The former heads of FIFA and UEFA learnt of their fate via a verdict announced on Friday morning by the three judges who presided over last month’s trial. Despite being cleared, Blatter, 86, remains banned from football until 2028 for a different punishment in 2021. Platini, 67, has served his ban.

The Swiss Office of the Attorney General (OAG) had accused Blatter and Platini of "fraud, in the alternative of misappropriation, in the further alternative of criminal mismanagement as well as of forgery of a document."

Both men had denied the charges and after the verdict Platini said he would go after the "culprits" who sought to end his time as one of the game's prime administrators. It was widely believed that he had been lined up to succeed Blatter as FIFA president. "Let them count on me, we will meet again," Platini said this morning. "Because I will not give up and I will go all the way in my quest for truth."

He added: "I want to express my happiness for all my loved ones that justice has finally been done after seven years of lies and manipulation. My fight is a fight against injustice. I won a first game."

Upon arriving at the court, Blatter told journalists: "I am not innocent in my life but in this case I am innocent." After the verdict he said: "I'm not speaking about FIFA, I'm not speaking about corruption, I'm speaking about me. I have done nothing wrong. I am clean with my conscious, I am clean in my spirit."
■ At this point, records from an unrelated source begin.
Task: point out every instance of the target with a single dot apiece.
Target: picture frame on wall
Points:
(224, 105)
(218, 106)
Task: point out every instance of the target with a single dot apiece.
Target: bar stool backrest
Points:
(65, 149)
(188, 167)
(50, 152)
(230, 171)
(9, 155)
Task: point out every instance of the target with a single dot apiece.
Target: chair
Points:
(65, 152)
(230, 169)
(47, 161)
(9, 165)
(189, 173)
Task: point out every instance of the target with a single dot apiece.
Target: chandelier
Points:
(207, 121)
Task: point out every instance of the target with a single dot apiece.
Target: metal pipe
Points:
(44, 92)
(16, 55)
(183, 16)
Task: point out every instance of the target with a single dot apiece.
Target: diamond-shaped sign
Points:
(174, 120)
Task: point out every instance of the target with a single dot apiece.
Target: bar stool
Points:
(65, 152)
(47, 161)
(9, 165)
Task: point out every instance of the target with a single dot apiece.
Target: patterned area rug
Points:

During the trial Blatter described a £1.6m cash transfer made to Platini as a “gentleman’s agreement” for the work the former France midfielder had carried out as an advisor to the FIFA president between 1998 and 2002.

Platini asked to be paid one million francs (£816,000) per year but Blatter said that the global governing body could not afford that salary. Instead the three-times Ballon d’Or winner signed a contract for 300,000 francs a year and, according to Blatter, they had a verbal agreement to pay the rest of the money at a later date. His advisory role ended in 2002.

There was no mention of an additional payment in the signed contract.

"I knew when we started with Michel Platini that [300,000] is not the total, and we would look at it later," Blatter said when giving evidence, adding that they shook hands on a later payment. "It was an agreement between two sportsmen. I found nothing wrong with that."

Platini had told the court: "I trusted the president, and knew he would pay me one day.”

The 67-year-old said that he believed the investigation into the payment arose because FIFA were determined to ensure he could not replace Blatter.

"What FIFA did to me was scandalous,” he told the judges. “And the goal was that I didn't become president of FIFA."